Os proprietários das acções e obrigações
não são obrigados a vendê-las, no entanto se quiserem
vender, a Sonae seria obrigado a comprá-las pelo preço que
ofereceu. E uma das condições impostas pela Sonae, que consta do
seu anuncio preliminar, é que essa obrigação de compra
só existirá, se existirem detentores de acções
interessados em vender que permitam à Sonae obter 50,01% do capital da
PT. Se esta condição não se verificar, a Sonae não
é obrigada a comprar e, consequentemente, a OPA morre.
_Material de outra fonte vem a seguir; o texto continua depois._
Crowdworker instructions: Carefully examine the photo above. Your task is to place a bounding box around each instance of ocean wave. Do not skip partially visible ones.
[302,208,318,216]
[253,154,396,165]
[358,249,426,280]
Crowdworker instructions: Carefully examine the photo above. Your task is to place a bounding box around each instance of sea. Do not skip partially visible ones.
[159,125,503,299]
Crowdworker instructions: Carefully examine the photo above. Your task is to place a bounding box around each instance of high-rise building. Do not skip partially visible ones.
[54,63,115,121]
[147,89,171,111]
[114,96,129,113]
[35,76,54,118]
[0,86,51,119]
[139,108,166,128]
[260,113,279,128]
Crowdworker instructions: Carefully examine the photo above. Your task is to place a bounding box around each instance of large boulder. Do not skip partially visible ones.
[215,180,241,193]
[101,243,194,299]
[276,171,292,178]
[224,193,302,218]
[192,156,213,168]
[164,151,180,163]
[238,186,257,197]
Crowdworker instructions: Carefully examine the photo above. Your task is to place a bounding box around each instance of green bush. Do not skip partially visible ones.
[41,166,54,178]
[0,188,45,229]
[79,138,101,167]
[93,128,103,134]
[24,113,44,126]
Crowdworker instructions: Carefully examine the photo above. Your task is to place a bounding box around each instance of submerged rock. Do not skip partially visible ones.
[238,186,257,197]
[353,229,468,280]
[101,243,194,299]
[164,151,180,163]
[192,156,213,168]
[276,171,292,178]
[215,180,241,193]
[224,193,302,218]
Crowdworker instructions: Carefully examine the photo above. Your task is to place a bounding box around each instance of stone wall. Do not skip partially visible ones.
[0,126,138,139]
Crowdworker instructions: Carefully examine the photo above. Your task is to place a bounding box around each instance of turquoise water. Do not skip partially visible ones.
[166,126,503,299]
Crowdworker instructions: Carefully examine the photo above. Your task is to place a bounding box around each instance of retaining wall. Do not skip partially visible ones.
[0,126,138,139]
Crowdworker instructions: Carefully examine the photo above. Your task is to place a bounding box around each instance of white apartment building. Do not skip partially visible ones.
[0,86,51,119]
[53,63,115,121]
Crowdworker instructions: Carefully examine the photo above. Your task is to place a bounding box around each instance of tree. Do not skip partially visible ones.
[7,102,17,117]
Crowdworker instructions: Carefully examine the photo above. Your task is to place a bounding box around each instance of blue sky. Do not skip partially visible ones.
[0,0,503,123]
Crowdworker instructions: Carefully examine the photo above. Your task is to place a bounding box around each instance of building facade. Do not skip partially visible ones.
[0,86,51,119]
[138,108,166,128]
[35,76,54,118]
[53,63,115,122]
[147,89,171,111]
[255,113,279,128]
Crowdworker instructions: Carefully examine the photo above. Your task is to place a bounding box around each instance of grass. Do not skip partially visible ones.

Apesar dos detentores das acções e obrigações
não serem obrigados a vender, no entanto existe no anuncio da Sonae uma
ameaça com o objectivo de criar a insegurança e
forçá-los à vender. E essa ameaça consta do ponto
13 do anúncio da Sonae: no caso de obter mais de 90% das
acções, a Sonae "admite recorrer ao mecanismo de
aquisição potestativa previsto no artº 194 do Código
dos Valores Mobiliários"? E o que significa isto? A Sonae pode
obrigar aqueles que não querem vender a vender à força, e
por um preço que pode até ser inferior a 9,5 euros por
acção. E isto porque, de acordo com o manual de "Respostas
às perguntas frequentes dos investidores da Comissão do Mercado
de Valores Mobiliários (CMVM), em relação às
acções remanescentes, ou seja, aquelas que a Sonae não
comprar durante a OPA, "uma vez efectuada a escritura pública e o
registo da aquisição potestativa, a totalidade dessas
acções passam a estar inscritas na conta do adquirente (neste
caso a Sonae), deixando, por conseguinte, de estar inscritas na conta dos
anteriores titulares", sendo "o valor do preço depositado
à ordem de cada titular das acções adquiridas". E o
preço já não é o da OPA. Segundo o artº 188 do
Código dos Valores Mobiliários é o maior preço
registado "nos seis meses anteriores à data de
publicação do anuncio da OPA", ou "o preço
médio ponderado apurado durante o mesmo período"; portanto,
em qualquer caso, um preço inferior a 9,5 euros por acção
da OPA.
UMA PRIVATIZAÇÃO SEM TER EM CONTA OS INTERESSES DO PAÍS E
UMA EMPRESA TOTALMENTE SUBORDINADA AOS GRANDES GRUPOS ECONÓMICOS
Uma privatização que não teve em conta os objectivos
estratégicos do desenvolvimento do País está a determinar
o aparecimento crescente de situações, que atingem níveis
de escândalo, em empresas estratégicas e fundamentais para o
desenvolvimento e independência do País.
Em primeiro lugar, foi o caso da GALP, onde já instalada a ENI
(italiana), com uma posição quase dominante. Seguiu-se depois o
caso da EDP, onde a concorrente IBERDROLA, uma das grandes empresas espanholas
do sector da energia, já se encontra instalada no coração
da EDP, por acção de Pina Moura, ministro das
privatizações do governo de Guterres, que consegue actualmente
incompreensivelmente associar a defesa dos interesses desta multinacional
espanhola à de deputado do PS de Sócrates.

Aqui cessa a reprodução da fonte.